Goodbye, Cannon v. Coweta County: New rules on Manufactured Home Regulation


Frank E. Jenkins, III
Jenkins, Bowen and Walker, P.C.
15 South Public Square
Cartersville, Georgia 30120
[email protected]

Since 1990 Cannon v. Coweta County, 260 Ga. 56, 389 S.E.2d 329 (1990) has been the veritable albatross hung round the neck of all Georgia land use planners.  It was poorly written, perhaps deliberately so, and created more uncertainty about manufactured home regulation than was even previously the case.  A common question after Cannon was:  May zoning ordinances exclude manufactured homes from any zoning district?  But we had no clear answer from that unfortunate decision; to recommend exclusion of manufactured homes from a zoning district was to take some risk that it would not sustain a challenge in court.

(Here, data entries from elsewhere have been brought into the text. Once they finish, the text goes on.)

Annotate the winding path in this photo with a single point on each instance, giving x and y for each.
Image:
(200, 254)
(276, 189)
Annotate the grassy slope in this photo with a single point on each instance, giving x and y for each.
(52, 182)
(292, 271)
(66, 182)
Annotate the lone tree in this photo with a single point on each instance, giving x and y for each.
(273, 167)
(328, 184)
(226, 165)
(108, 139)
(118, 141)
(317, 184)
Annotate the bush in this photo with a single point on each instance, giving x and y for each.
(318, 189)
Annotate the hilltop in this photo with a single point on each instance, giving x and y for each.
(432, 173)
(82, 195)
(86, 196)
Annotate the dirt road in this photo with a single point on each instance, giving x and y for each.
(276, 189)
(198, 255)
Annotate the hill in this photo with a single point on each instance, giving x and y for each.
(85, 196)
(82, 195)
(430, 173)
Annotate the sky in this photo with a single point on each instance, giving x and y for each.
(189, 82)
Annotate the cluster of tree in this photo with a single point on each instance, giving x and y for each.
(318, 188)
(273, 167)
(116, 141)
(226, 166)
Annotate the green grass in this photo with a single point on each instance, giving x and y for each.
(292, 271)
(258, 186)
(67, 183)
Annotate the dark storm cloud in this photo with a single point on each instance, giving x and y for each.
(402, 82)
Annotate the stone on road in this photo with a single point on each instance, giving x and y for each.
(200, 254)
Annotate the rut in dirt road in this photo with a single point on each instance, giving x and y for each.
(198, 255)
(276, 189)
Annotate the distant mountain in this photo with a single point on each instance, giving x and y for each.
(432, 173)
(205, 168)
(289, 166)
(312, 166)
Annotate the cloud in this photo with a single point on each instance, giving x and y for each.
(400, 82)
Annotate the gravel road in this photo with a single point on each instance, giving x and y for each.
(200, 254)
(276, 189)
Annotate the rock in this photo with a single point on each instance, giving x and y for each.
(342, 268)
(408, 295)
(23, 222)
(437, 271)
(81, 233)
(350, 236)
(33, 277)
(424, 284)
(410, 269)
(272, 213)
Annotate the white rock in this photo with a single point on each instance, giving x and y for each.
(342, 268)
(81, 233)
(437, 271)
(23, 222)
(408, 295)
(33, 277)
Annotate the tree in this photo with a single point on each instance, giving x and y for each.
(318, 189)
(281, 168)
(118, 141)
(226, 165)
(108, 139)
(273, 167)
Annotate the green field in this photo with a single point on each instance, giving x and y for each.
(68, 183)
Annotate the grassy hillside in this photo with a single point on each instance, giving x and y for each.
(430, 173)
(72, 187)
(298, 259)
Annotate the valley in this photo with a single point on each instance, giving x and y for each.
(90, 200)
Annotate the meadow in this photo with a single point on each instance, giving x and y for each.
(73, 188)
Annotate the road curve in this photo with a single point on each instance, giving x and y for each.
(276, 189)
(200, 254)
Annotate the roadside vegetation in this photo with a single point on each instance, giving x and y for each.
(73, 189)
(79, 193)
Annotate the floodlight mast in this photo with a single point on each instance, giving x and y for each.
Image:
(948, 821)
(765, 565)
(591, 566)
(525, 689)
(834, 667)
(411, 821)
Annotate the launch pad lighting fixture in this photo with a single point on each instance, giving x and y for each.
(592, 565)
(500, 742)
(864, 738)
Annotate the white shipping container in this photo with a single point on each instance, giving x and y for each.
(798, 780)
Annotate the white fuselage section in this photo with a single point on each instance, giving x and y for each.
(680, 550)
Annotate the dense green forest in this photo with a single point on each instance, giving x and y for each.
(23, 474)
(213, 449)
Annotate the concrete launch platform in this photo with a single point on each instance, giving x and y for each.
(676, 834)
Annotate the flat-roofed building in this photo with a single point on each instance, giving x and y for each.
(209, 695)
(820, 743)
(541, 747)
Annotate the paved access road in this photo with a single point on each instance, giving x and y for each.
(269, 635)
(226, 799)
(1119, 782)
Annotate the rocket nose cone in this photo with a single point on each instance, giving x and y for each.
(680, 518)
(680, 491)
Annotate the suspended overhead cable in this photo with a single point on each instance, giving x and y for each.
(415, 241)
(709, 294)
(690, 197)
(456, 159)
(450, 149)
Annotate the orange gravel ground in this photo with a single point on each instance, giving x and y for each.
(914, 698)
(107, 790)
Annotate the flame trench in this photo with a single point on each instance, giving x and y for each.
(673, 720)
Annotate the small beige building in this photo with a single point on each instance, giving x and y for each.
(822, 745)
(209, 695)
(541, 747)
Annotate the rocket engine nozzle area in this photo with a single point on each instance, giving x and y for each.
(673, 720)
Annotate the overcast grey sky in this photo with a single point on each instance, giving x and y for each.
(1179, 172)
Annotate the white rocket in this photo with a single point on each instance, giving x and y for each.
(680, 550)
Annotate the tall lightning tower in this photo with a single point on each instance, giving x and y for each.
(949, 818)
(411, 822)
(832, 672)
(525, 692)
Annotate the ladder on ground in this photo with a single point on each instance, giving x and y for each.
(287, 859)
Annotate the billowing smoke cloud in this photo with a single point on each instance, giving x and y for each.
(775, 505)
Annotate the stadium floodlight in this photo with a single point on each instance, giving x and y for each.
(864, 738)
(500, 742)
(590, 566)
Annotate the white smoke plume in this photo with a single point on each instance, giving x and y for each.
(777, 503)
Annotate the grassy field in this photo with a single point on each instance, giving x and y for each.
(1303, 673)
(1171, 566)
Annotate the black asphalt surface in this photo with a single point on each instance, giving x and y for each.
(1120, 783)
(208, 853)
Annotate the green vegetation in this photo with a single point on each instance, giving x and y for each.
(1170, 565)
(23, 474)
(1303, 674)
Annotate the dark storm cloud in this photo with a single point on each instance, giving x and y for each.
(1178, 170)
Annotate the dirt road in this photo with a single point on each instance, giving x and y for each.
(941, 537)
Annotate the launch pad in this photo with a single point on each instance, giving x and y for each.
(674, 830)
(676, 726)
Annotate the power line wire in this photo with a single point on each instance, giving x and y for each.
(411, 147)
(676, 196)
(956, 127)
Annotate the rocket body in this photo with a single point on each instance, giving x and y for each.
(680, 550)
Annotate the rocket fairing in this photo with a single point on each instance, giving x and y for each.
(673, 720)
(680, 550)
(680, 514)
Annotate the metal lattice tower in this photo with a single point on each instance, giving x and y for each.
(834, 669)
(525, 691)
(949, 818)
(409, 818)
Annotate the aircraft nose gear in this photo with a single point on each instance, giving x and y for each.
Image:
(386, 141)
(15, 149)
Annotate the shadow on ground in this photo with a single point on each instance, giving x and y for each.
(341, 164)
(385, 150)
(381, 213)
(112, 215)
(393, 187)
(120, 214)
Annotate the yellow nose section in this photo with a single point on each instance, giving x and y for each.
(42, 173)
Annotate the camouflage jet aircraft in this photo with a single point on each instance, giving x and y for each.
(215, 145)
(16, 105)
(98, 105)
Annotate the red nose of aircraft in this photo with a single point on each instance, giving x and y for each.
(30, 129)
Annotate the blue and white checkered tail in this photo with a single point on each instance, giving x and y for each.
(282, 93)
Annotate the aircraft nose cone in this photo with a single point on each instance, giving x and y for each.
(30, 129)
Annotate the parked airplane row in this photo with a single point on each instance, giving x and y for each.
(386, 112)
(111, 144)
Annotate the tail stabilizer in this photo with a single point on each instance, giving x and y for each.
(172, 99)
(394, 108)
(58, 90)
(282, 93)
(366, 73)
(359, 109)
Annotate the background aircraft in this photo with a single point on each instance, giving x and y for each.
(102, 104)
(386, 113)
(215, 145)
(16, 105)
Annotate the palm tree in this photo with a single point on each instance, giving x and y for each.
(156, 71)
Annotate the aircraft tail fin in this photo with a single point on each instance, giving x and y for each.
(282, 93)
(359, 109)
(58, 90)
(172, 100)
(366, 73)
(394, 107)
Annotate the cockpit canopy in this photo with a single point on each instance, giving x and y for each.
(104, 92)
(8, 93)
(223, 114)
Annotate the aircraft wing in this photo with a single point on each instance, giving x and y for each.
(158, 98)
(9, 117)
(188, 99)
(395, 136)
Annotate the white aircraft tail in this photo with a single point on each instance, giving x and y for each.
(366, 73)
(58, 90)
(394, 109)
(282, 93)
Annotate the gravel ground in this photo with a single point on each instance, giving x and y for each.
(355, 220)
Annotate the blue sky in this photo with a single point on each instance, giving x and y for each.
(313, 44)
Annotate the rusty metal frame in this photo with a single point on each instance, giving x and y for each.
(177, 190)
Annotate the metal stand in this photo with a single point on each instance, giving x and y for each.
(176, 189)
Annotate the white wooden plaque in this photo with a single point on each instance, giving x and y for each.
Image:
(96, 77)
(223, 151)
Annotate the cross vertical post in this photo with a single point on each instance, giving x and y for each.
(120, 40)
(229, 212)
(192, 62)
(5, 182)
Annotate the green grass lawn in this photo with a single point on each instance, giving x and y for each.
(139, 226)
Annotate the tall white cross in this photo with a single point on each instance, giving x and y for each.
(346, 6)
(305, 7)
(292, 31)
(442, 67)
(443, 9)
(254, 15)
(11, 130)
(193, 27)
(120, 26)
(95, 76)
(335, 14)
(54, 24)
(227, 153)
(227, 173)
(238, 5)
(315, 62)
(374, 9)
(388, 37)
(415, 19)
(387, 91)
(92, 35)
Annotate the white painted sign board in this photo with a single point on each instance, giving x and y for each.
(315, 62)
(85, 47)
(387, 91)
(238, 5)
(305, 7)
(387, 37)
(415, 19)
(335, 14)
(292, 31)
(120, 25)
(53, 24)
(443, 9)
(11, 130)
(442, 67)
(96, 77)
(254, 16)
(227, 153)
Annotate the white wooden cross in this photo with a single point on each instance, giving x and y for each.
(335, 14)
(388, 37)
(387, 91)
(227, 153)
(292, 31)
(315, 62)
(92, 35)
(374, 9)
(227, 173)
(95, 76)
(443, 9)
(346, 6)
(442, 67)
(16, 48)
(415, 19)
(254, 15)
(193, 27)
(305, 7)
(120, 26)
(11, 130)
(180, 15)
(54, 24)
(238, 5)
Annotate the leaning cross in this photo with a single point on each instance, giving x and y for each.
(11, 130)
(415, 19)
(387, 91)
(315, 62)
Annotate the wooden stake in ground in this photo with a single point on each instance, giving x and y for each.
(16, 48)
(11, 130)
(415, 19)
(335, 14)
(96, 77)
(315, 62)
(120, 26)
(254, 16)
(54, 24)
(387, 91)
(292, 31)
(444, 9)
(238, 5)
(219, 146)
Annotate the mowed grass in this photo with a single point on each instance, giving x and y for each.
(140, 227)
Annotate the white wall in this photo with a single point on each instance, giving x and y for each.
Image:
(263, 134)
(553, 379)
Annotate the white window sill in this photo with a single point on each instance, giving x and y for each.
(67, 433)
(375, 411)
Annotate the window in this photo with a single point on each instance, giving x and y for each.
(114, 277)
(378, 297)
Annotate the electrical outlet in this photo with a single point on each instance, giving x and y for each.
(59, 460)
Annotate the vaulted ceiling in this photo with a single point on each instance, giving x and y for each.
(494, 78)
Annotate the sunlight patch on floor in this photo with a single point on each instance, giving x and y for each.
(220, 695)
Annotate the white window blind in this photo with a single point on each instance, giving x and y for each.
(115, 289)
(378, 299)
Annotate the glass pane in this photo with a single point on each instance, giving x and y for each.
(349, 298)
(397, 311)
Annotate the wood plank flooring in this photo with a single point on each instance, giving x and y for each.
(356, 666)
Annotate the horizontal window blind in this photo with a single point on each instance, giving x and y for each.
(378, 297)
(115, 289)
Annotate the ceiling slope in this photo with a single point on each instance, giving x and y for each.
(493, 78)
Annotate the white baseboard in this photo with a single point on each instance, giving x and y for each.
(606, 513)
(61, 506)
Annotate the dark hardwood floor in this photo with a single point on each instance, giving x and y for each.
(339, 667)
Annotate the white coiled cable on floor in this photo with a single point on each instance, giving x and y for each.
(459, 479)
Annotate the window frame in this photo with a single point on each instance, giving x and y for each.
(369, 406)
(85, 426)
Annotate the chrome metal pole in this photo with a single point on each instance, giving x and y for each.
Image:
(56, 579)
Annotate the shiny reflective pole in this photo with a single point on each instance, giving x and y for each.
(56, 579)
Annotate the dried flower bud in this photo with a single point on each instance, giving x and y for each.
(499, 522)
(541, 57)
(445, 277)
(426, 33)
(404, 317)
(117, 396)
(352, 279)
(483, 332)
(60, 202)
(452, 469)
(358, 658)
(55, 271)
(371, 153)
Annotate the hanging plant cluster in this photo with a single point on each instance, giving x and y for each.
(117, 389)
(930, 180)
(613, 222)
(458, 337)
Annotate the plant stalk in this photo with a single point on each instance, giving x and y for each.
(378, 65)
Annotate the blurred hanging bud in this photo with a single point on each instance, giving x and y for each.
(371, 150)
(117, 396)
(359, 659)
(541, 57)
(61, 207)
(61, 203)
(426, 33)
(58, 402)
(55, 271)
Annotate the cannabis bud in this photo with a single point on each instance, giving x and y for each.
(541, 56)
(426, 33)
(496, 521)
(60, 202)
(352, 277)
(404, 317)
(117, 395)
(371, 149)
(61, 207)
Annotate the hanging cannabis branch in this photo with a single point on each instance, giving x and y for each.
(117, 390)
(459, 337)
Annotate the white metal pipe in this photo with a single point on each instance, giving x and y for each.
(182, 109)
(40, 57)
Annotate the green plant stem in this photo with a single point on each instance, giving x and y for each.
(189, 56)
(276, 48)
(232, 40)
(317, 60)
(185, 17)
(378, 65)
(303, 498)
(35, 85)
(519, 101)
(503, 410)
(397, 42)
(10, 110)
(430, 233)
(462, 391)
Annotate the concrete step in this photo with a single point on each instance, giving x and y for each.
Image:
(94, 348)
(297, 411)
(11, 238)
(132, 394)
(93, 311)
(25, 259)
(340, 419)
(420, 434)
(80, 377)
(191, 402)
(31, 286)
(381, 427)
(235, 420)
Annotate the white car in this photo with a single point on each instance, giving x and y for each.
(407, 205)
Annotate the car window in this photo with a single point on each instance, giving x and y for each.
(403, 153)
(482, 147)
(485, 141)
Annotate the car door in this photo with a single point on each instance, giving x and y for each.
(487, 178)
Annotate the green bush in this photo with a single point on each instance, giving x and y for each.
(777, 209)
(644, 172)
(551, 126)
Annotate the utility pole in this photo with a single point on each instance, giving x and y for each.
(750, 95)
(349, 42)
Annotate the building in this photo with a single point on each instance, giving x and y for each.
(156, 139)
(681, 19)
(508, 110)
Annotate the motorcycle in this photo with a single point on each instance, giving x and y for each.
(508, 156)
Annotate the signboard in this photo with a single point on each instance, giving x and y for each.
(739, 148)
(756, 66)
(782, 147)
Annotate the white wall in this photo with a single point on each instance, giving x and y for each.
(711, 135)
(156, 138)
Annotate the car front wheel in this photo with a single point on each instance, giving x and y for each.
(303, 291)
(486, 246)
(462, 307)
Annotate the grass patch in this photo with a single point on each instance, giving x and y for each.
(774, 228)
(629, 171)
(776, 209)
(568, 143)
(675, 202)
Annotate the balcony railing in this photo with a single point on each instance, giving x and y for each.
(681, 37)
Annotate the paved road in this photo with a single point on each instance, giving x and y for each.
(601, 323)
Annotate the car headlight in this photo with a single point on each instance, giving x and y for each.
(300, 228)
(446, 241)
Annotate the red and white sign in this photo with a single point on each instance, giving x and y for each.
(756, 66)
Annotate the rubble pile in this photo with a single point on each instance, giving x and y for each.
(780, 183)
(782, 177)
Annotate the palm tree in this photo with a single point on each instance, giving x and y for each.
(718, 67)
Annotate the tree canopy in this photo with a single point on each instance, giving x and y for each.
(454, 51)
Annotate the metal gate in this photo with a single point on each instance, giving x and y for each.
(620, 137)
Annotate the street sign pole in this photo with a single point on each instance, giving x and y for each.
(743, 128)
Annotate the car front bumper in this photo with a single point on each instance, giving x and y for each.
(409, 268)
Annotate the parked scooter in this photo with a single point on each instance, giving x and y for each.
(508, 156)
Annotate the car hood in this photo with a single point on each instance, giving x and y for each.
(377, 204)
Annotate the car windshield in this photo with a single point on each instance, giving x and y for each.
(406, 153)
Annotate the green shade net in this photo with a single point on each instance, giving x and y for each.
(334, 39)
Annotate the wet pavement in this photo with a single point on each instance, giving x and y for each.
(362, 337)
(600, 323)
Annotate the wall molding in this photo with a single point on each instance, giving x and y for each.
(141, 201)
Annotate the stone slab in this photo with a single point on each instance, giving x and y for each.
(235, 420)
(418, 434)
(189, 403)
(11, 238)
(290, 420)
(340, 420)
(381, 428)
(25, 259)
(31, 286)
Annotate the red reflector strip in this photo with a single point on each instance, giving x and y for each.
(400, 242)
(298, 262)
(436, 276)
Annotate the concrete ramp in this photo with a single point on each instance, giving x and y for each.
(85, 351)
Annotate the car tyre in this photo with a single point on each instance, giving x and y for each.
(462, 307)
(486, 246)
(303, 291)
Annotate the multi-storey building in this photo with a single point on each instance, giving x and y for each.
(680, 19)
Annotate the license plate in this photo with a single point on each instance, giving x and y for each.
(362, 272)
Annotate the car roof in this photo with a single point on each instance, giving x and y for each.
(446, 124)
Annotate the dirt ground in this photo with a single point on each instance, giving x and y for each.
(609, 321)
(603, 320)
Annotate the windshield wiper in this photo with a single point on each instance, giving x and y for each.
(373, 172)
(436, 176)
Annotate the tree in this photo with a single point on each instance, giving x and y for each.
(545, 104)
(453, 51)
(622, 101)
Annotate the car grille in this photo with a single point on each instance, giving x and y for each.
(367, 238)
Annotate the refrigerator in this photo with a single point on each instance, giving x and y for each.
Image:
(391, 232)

But, glory, those days are behind us.  On March 10, 2003, we got our manna from heaven in the form of King v. City of Bainbridge, ___ Ga. ___, 577 S.E.2d 772 (2003).  In this case the Supreme Court sounded, once and for all, the death knell for Cannon. And what an end it was; Cannon was roundly overruled.  No longer is it the law in Georgia.

In City of Bainbridge, King, a resident of the city, was sued for placing her manufactured home in the R-2 zoning district from which such homes were excluded under the zoning ordinance.  In her defense of the action against her, she challenged the zoning ordinance in a two-pronged attack.  One was under the National Manufactured Housing and Safety Standards Act of 1974, 42 U.S.C. §§ 5401-5426.  King contended that the fact that manufactured homes were excluded from the R-2 district, while modular homes (Department of Community Affairs homes) were permitted, evinced a regulatory scheme in violation of the national act.  The second attack relied on Cannon.  King asserted that the exclusion of manufactured homes from the R-2 district exceeded the police power of the city as otherwise limited by Cannon; thus the ordinance according to her challenge was unconstitutional.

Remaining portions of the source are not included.